Here’s a marvelous solution-

if you’ve given up hope-

you can check out in haute couture with a Louis Vuitton noosed rope!

Restorative Justice

“Prisons of the Future”

Brian Sirois

What may those who are incarcerated look forward too? For example, one who has injured another may be given an opportunity to work for that person and do service for them, or to earn for them in order to make up for their error which was caused. Not all errors can be made up for, but there can be some kind of equity involved. The person who is simply incarcerated, or whose eye was plucked out because they had plucked out the eye of another, has not in actuality given anything in compensation to the first person to make the first person’s life any better, other than a sense of mutual revenge.

Vengeance towards one who has committed a crime is not a wholesome value, but whereby the one who has committed a crime is forced or given the opportunity to give some meaningful service to compensate for the crime committed, then that can become a more meaningful form of equity and balance. The prisons of the future, another than simply being warehouses of incarcerated people, may consist of meaningful occupations within the prison or nearby, whereby the person may earn a decent wage, or may earn some form of compensation, which will be delivered to the victims of their crime.

This is, in part, because of this perverted form of punishment that many people subscribe to, i.e. lock them up and throw away the key attitude, is not working. What essentially happens is a person who committed a crime spends their time in prison, with little to nothing productive to do, and then being released, some have said to me, “I have served my punishment. I have served my time. I no longer feel guilty, or no longer feel I have a debt to society for the crime I committed.” Such people do not in all actuality feel themselves to be wholesome citizens of the society, for simply sitting in a prison, or serving time for a crime does not balance in reality the energies which the victim suffered.

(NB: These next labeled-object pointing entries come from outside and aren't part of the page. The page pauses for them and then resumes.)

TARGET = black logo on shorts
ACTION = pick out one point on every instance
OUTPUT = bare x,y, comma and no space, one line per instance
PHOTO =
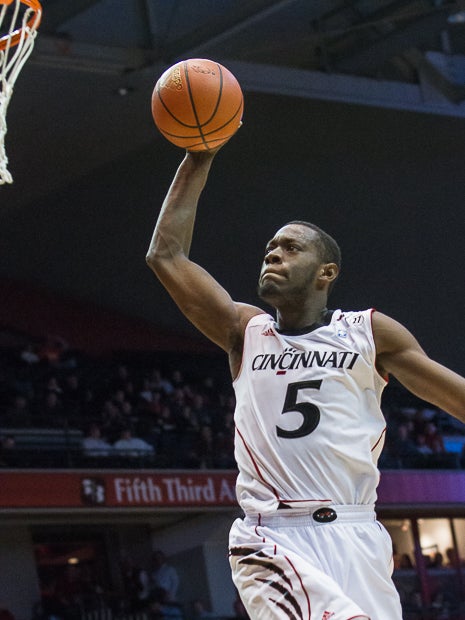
324,515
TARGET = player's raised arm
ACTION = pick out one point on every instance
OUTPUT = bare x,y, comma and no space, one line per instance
399,354
198,295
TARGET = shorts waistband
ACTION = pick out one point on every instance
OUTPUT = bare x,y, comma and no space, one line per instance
323,515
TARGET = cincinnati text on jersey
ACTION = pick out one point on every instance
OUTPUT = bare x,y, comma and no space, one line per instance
291,359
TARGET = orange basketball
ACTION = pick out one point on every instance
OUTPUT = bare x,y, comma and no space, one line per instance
197,104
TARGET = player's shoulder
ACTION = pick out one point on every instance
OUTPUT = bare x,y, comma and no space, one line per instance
356,318
247,313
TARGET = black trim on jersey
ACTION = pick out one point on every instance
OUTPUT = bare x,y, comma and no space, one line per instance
308,328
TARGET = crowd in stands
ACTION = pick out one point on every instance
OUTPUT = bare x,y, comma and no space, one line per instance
167,411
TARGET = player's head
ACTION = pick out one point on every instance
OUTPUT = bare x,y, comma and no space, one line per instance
328,248
300,260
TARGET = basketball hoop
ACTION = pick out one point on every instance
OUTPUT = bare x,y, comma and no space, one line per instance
19,20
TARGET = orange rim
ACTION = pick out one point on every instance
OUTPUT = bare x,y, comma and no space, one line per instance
14,37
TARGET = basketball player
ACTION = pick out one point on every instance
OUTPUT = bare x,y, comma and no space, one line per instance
309,429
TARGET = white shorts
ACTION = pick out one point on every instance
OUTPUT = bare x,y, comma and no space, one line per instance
290,566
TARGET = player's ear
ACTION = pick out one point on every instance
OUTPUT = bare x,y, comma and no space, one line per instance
328,272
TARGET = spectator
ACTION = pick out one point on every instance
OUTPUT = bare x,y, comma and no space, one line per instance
164,576
136,584
94,445
199,610
132,447
404,446
161,609
18,414
433,438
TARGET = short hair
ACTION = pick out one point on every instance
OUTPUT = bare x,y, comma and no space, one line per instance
328,248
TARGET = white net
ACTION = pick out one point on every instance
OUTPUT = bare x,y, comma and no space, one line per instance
19,20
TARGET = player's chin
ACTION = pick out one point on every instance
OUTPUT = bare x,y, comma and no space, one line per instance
267,290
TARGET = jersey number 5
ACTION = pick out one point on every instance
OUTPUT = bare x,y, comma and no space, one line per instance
310,412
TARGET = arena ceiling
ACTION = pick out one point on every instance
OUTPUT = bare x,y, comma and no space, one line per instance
346,102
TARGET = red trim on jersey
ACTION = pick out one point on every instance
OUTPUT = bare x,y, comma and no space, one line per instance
275,493
301,585
259,473
379,439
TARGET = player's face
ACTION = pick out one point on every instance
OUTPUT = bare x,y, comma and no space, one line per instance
290,265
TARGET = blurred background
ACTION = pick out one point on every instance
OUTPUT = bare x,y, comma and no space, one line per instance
353,119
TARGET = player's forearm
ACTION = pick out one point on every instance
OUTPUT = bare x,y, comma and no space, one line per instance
173,231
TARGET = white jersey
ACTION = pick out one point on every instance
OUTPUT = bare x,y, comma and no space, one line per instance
309,428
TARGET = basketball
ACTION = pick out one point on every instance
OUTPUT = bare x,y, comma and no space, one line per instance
197,104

Psychology 400, and the penal system of Europe have learned: The victim and the energies to balance the victim’s injury should in fact be paid by the energies of the one who so violated. That when the violator repays for the injury to the violated, then the violator has neutralized the karma, has balanced the karma involved. But simply to sit in a jail cell for a prescribed duration, (time out penalty), while the victim must live the injury and receive no compensation whatsoever; this is not a form of justice. Just look at their penalogical structure and sentencing, as a model. Where everyone including murderers, serves short intense sentences, has weekend furloughs; a meaningful job with compatible wages; attends intense restorative justice programs, giving then a hand up, not a hand out, and their recidivism rate is less than ¼ of one percent, or one person in over 400 is likely to reoffend, and they aren’t building any more prisons. Compare this to the U.S. as a whole, or even worse yet, to Massachusetts! Ouch!

With the Mass. State Governor, Deval Patrick, and the DOC Commissioner, Harold Clarke in office, taking note that the current system is just not working, this new system could be easily implemented if enough people in society would wake up and look around and begin to ask for this type of prison reform and for criminal reform bills to be enacted, can become a reality, saving the tax payers billions of hard earned dollars a year. For the court systems are not about justice, they’re about control!

In the case wherein a victim can not be compensated, such as where a life has been taken, and wherein the remaining victims, such as family can not be compensated, for they perhaps do not exist, then the one who violated can be sentenced to give meaningful service to other needy persons to the degree that would balance the type or nature of their crime, to that person who is no longer present upon Mother Earth.